What surprised me: The psychiatric medication history correlation. 12% MORE likely to discontinue means that the patients with co-occurring mental health conditions — who have the highest obesity burden AND the highest metabolic disease risk — are also the patients who can't stay on GLP-1 therapy. This is a compounding access-adherence trap: highest need → lowest access → lowest persistence.
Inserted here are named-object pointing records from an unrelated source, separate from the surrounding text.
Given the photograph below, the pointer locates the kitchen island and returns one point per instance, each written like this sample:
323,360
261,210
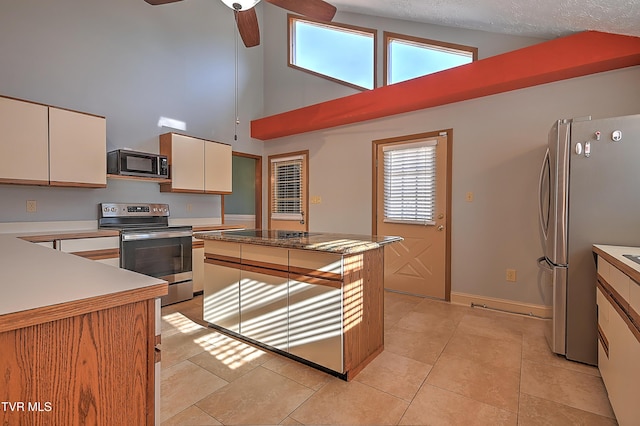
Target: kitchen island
78,339
314,297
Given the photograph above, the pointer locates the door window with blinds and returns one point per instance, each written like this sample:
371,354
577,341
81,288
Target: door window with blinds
287,188
410,182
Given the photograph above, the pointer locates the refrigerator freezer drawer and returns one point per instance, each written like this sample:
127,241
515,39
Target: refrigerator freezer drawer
554,280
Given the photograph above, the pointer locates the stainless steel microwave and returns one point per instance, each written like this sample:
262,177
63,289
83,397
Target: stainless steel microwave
133,163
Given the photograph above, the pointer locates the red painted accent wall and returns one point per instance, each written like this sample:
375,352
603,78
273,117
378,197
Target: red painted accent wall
559,59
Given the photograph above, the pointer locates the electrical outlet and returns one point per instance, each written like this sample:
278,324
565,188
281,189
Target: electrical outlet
32,206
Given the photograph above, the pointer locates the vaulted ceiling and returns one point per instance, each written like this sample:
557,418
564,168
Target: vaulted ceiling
534,18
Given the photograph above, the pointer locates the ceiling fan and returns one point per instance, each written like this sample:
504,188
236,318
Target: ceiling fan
247,20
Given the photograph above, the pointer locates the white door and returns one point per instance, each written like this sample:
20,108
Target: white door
411,201
288,191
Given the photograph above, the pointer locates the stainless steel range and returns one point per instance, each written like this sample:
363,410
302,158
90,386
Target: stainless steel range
150,246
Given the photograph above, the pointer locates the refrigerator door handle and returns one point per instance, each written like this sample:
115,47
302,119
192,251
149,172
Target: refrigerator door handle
544,265
543,225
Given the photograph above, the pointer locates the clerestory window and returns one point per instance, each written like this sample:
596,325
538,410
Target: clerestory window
341,53
408,57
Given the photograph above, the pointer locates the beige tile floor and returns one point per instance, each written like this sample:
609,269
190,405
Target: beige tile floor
442,365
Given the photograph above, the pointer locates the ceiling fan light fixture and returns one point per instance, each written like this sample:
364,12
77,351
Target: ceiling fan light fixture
240,5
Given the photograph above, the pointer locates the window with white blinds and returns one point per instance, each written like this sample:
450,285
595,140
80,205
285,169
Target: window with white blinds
410,182
286,190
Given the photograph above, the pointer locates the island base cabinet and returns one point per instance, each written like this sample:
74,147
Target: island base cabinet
221,304
315,324
263,308
95,368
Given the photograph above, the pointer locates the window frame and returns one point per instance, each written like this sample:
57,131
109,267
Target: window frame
388,37
417,193
274,163
291,18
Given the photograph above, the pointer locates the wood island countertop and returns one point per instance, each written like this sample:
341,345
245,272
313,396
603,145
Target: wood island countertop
316,241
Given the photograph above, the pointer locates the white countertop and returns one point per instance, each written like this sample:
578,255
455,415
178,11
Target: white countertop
35,277
616,253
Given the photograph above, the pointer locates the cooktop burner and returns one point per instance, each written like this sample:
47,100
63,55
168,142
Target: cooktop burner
264,233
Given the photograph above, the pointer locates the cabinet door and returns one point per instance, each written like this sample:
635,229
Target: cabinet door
197,260
263,308
187,163
77,149
24,148
217,164
221,304
315,322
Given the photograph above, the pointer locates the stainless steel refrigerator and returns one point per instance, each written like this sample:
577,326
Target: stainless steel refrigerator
589,194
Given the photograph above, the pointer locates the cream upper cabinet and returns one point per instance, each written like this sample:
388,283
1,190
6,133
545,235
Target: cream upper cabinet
186,162
24,133
217,160
77,149
196,165
44,145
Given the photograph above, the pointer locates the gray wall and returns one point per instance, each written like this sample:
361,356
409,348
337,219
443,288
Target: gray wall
498,146
133,63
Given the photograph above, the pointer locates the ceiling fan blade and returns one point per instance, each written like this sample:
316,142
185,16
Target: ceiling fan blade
315,9
247,22
159,2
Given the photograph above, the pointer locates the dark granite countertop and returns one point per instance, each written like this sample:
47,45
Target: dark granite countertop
317,241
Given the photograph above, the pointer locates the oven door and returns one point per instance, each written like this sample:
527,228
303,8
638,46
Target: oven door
164,254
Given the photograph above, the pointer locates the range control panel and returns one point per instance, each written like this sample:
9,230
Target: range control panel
133,210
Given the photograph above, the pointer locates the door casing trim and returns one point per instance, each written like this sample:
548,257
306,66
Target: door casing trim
448,196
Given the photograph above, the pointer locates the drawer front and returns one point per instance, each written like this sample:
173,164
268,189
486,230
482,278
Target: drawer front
89,244
325,265
620,283
111,262
604,310
634,301
604,268
222,248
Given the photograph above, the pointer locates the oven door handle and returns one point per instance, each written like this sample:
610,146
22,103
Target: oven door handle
146,235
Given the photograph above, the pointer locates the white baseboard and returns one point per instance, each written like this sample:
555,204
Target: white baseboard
502,304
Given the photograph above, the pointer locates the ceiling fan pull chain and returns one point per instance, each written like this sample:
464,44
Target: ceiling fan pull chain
235,46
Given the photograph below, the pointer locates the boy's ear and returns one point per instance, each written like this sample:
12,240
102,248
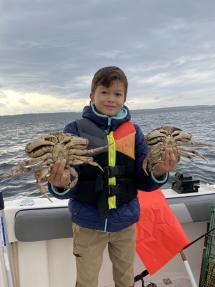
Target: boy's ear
91,96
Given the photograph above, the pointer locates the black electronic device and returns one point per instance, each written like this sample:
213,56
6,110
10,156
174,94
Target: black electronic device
185,183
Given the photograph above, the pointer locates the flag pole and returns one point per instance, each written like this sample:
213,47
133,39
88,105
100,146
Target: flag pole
188,269
5,244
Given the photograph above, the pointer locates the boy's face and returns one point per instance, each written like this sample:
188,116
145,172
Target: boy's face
109,100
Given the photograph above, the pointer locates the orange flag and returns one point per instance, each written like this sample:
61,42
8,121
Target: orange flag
160,236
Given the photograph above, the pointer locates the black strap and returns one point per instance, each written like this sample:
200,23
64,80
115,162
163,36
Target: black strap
111,171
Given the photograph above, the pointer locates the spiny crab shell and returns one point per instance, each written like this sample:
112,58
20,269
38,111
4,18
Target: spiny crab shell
47,149
168,136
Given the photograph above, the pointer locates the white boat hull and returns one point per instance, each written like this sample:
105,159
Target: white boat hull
50,263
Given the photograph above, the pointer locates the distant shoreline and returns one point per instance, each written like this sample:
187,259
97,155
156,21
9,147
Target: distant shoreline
179,108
What I expected but didn't find: Data on whether the income and provider type effects persist after controlling for drug cost (i.e., is income predicting adherence because of cost, or because of behavioral factors independent of cost?). The mechanism matters for intervention design.

KB connections:

  • Enriches the access equity claims (KFF series: race, income disparities in GLP-1 access)
  • The psychiatric comorbidity finding connects to behavioral health claims — co-occurring mental health and metabolic disease is an undertreated cluster
  • Provider specialty effect (endocrinologists better) connects to the specialist vs. generalist care quality literature
  • Cross-domain: the income/adherence interaction is a social determinants story — income predicts BOTH access AND adherence outcomes

Extraction hints:

  • The psychiatric comorbidity + discontinuation interaction is extractable: "GLP-1 adherence is lowest among the patients with highest comorbidity burden — creating an access-adherence trap where the most metabolically vulnerable patients are both least likely to access GLP-1s and most likely to discontinue when they do"
  • The provider specialty effect is independently extractable: obesity specialists achieve better adherence — supporting specialized obesity medicine infrastructure investment
  • Income >$80K persistence advantage should be combined with KFF equity archives to make the full equity argument

Context: Truveta is a health data analytics company using real-world EHR data. ISPOR is the leading health economics/outcomes research conference. Conference presentation data is pre-publication — findings subject to revision — but represents real-world patterns.

Curator Notes (structured handoff for extractor)

PRIMARY CONNECTION: GLP-1 access equity (KFF archives) + adherence mechanism WHY ARCHIVED: The systematic discontinuation predictors (income, psychiatric comorbidity, provider type) are more actionable than aggregate discontinuation rates. These are the intervention targets. EXTRACTION HINT: Use with KFF equity archives to make a combined claim about the access-adherence trap for highest-need populations. The psychiatric comorbidity finding is the most novel and underappreciated.